Loin d'avoir envisagé toutes les hypothèses, M. Rumsfeld n'en a retenu qu'une : celle d'une guerre éclair, conduite par une troupe relativement peu nombreuse, qui envahirait l'Irak en même temps que l'aviation et l'aéronavale bombarderaient les positions irakiennes. M. Rumsfeld n'a été rebuté ni par le refus de la Turquie de laisser les Etats-Unis ouvrir un front nord, ni par les difficultés de Tony Blair (qui ont conduit le secrétaire d'Etat à envisager de se battre sans les Britanniques qui, pourtant, tiennent aujourd'hui le sud-est de l'Irak), ni par la résistance des Irakiens, alors que, de toute évidence, il comptait sur un effondrement des forces irakiennes.
Il n'en a rien été : la guerre est plus longue, le recours à une puissance de feu accrue a tué beaucoup de civils, il y a eu des morts et des prisonniers chez les Anglo-Américains.
Mais une leçon a été apprise : il faut des moyens très lourds pour s'en prendre à une dictature et M. Rumsfeld ne pourra pas lancer une guerre tous les six mois contre les ennemis réels ou supposés de l'Amérique. Certes, les Etats-Unis conduiront la guerre contre l'Irak jusqu'à son terme. Mais ils réviseront en profondeur une théorie qui consistait à changer par la force divers régimes en place au Proche-Orient et ailleurs.
Conduits à la mêlée par un stratège défaillant, les forces américaines et britanniques n'en livrent pas moins une bataille où, depuis mercredi, elles remportent des succès décisifs. Après avoir passé l'Euphrate, les Américains ont franchi le Tigre. Ils ont pris à partie les divisions de la Garde républicaine dont les effectifs sont les triples du leur. Mais, aidés par l'aviation, ils leur causent des dommages considérables.
Leur arrivée à Bagdad est une question de jours. Saddam Hussein a disparu des écrans de télévision. Les villes qui jalonnent la route de Bagdad sont contournées, puis encerclées. D'un point de vue strictement militaire, il faut admettre que la stratégie si décriée de Rumsfeld commence à porter ses fruits, mais en causant beaucoup de dégâts et de pertes dans le camp irakien, et plus de pertes qu'il n'en était prévu dans le camp américain. Ajoutée à l'absence apparente de Saddam, la libération d'une soldate américaine à Nassiriyah n'a pas manqué de remonter le moral des Américains. Enfin, au nord, les forces irakiennes, confrontées aux peshmergas kurdes, se rendent ou reculent. Plusieurs officiers irakiens faits prisonniers par les Américains auraient admis que le régime de Saddam était fini.
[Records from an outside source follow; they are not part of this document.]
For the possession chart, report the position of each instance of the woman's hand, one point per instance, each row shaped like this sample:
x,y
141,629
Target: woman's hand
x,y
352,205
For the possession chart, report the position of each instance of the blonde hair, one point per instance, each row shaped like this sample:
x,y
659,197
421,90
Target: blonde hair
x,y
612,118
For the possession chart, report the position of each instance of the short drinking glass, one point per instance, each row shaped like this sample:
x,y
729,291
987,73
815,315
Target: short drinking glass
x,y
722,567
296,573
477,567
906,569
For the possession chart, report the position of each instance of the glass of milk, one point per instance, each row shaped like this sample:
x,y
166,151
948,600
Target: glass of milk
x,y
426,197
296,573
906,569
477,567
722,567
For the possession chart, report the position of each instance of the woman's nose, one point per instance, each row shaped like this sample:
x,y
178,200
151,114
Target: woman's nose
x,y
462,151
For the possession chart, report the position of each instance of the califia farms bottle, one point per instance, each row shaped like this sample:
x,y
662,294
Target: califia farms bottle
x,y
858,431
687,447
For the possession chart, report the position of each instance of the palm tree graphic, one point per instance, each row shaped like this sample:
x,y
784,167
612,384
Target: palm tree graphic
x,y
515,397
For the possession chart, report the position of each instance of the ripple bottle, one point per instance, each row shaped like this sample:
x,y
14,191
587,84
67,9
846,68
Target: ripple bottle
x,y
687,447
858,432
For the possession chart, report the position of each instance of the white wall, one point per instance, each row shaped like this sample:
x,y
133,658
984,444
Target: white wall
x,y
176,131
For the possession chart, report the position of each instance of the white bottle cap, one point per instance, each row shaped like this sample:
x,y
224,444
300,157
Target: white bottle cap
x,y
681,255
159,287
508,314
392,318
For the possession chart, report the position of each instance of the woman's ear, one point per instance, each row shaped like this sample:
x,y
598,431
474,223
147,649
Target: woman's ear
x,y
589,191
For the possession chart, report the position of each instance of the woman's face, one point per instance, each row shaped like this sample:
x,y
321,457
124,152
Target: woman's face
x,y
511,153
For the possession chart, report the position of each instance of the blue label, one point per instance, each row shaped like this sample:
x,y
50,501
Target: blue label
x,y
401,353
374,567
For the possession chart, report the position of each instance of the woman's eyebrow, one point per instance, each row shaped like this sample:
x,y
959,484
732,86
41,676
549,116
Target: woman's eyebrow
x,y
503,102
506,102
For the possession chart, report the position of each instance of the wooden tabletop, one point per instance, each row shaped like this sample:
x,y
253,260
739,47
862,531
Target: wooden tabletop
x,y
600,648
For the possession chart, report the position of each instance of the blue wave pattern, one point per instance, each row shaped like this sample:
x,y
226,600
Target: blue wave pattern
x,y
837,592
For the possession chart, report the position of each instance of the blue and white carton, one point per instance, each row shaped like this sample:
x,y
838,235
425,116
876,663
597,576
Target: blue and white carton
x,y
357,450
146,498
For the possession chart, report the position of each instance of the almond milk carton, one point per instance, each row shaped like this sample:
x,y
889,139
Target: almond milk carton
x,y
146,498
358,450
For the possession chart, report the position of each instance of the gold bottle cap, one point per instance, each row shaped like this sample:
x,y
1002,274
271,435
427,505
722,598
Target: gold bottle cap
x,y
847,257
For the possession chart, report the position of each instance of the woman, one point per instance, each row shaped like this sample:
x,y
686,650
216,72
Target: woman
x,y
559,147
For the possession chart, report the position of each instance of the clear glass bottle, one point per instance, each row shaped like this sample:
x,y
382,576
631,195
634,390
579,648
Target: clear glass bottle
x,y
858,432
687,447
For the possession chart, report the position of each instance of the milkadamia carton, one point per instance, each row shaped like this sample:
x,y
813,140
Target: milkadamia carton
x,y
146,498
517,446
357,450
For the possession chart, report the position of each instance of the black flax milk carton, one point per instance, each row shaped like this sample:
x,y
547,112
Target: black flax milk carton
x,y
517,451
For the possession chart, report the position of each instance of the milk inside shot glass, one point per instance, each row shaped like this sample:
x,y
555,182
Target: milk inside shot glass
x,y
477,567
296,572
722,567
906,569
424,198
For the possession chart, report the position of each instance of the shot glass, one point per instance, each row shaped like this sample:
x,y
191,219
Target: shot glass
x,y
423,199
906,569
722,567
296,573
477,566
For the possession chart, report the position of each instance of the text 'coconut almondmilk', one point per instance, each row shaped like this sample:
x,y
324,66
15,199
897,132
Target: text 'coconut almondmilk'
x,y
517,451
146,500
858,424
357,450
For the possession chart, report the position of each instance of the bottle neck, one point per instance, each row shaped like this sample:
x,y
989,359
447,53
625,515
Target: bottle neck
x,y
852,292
Un revers de fortune n'est pas à exclure et le désespoir de Saddam peut le conduire à utiliser l'arme du dernier recours, après qu'il s'est essayé aux attentats-suicides, qu'il a appelé à la guerre sainte et demandé à des volontaires étrangers de voler à son secours, et qu'il a fait tirer contre l'envahisseur à partir d'une mosquée de Najaf.
En outre, ni Bassorah ni les autres grandes villes ne se sont rendues. Une hypothèse en valant une autre, on doit penser au Pentagone que la reddition de Bagdad, qui sera inconditionnelle, signalera la fin de la résistance et donc des hostilités. On verra bien.